NOTE: The remaining steps of the tutorial will carry out a sample analysis to conduct maximum likelihood analysis via IQTree for a set of alignments. To follow along, download the data here
6. Upload Data
The lefthand side of the Galaxy interface is the Tool Panel. After you download and decompress the sample data, follow these steps to upload the individual alignments:
- Expand the Get Data tab
- Open the Upload File tool
- Select Choose Local File, navigate to the folder containing the sample alingments, and select all of them.
- Once all files are selected, click Start to upload them
- When uploads are complete, click Close to return to the homepage
-
When a file’s history item turns green after uploading, the file has been processed and is ready to use
On the right-hand side you will see new history items for your files.

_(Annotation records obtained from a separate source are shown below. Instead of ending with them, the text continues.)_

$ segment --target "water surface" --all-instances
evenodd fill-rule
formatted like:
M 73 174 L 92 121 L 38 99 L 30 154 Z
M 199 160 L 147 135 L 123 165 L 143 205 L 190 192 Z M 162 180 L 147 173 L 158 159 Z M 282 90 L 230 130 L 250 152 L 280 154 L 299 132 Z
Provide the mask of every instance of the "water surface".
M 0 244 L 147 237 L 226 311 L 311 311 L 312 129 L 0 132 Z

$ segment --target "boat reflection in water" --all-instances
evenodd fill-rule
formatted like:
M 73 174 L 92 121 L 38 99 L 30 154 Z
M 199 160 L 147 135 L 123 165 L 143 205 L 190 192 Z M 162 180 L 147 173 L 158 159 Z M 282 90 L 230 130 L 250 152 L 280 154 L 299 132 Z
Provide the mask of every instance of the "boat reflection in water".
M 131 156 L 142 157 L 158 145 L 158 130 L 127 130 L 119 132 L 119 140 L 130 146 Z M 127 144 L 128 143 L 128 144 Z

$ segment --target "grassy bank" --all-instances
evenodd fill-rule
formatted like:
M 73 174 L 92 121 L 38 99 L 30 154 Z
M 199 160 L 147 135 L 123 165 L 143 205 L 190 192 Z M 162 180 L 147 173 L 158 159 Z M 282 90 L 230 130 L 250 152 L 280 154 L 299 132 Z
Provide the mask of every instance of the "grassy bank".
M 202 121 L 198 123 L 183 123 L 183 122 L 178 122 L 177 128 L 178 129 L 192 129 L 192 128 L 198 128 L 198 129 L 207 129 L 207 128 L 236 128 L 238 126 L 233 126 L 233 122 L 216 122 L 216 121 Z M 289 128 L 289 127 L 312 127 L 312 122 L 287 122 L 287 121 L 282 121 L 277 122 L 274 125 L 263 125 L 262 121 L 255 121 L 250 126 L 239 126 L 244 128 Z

Each of these (if you uploaded multiple files) represents both the Galaxy job that handled the upload, as well as the uploaded file. Input data should be formatted according to the specifications of your program of choice. Here, our sample data takes the Fasta format.
7. Create a Collection
By grouping multiple files into a collection, we can pass them more easily as one unit to a single Galaxy job. To create a collection of your sequence files:
-
Click the checkbox above the history of the items labeled Operations on Multiple Datasets (pictured below)
- Select your desired files, or click All to select all files in the history.

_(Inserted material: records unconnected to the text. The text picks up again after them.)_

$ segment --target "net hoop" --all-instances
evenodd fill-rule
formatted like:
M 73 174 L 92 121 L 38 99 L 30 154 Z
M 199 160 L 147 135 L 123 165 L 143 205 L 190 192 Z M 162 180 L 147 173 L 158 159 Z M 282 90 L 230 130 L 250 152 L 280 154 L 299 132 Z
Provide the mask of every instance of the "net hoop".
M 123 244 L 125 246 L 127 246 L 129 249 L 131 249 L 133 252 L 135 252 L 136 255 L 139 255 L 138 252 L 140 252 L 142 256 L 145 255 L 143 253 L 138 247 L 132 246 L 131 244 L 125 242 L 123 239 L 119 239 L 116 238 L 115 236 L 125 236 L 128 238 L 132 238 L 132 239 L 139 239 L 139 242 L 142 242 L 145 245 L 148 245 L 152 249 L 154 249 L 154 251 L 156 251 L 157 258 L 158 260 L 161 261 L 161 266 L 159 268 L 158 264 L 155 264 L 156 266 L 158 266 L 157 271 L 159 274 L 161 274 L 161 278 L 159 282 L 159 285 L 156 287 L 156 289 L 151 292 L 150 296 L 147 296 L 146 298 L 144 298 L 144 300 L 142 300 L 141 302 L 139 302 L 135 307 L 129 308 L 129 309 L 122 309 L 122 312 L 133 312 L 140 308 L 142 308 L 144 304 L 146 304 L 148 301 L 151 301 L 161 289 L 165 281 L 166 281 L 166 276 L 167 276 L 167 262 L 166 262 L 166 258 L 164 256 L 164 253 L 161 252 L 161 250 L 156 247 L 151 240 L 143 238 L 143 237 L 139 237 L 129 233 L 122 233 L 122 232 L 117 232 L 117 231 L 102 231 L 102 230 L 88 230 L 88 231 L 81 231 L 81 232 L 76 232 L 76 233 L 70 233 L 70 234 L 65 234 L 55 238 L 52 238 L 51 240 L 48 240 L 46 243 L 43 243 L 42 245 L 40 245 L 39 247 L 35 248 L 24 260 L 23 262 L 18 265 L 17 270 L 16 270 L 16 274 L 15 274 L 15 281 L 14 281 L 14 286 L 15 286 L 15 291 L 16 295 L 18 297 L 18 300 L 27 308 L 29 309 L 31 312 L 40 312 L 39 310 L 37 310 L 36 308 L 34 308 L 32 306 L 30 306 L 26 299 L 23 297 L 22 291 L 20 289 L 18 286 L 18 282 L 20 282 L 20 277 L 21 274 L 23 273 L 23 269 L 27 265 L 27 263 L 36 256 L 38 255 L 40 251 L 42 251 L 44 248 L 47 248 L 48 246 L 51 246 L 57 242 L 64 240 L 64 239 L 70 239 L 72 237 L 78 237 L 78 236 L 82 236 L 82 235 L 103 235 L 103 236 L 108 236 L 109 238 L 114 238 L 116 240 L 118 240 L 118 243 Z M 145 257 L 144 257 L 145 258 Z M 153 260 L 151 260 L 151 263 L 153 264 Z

- In the For all selected dropdown menu, select Build Dataset List.
- Name the list (also referred to as a Collection) however you like, and select Create List.
- Click the Operations on multiple datasets checkbox again to collapse the view.
8. Open the TreeScaper-CRA tool
Expand the CloudForest category in the tool panel and select TreeScaper-CRA.
9. Select tool and parameters
Multiple tools for tree inference are available, each with its own list of optional parameters. For the purposes of this tutorial, we will be using IQTree. Once the tool is selected, you may adjust the optional parameters to best suit your analysis. For the first parameter, Collection of PHYLIP files, select the list you created in Step 7. You may leave the Status file output parameter blank for now.
10. Execute the job
Once all optional parameters are tuned to your liking, select Execute to submit the job. New jobs will populate the History panel on the right side of the screen. Each job will turn yellow upon execution, and green upon completion. If a given job fails, it will turn red. Multiple outputs will be created by this job:
- Parameters: Copy of the parameters file used by TreeScaper.
- Job Status: File that lists each job with fields for the input file, status, and job ID within CRA. In addition to allowing the user to investigate a job further using the CRA, this file can also be input into the tool in the event of an interruption to begin where the previous run left off.
- Mapped Maximum Likelihood Trees: File with a list mapping input files to their corresponding maximum likelihood tree. If a job has failed, in place of its tree will be the string “NO_OUTPUT”.
- Maximum Likelihood Trees: File containing only the trees from successful jobs in newick format.
Output files can be used within CloudForest to perform additional analyses, or they can be downloaded for use in third party programs. To download a file, select the item in the history and press the Download button (pictured below).
From here, you can interact with the generated trees in any number of ways! Further tutorials will provide insight into how to perform exciting new analyses on sets of trees within CloudForest, such as Community Detection, Bipartition Covariance Analysis, and NLDR!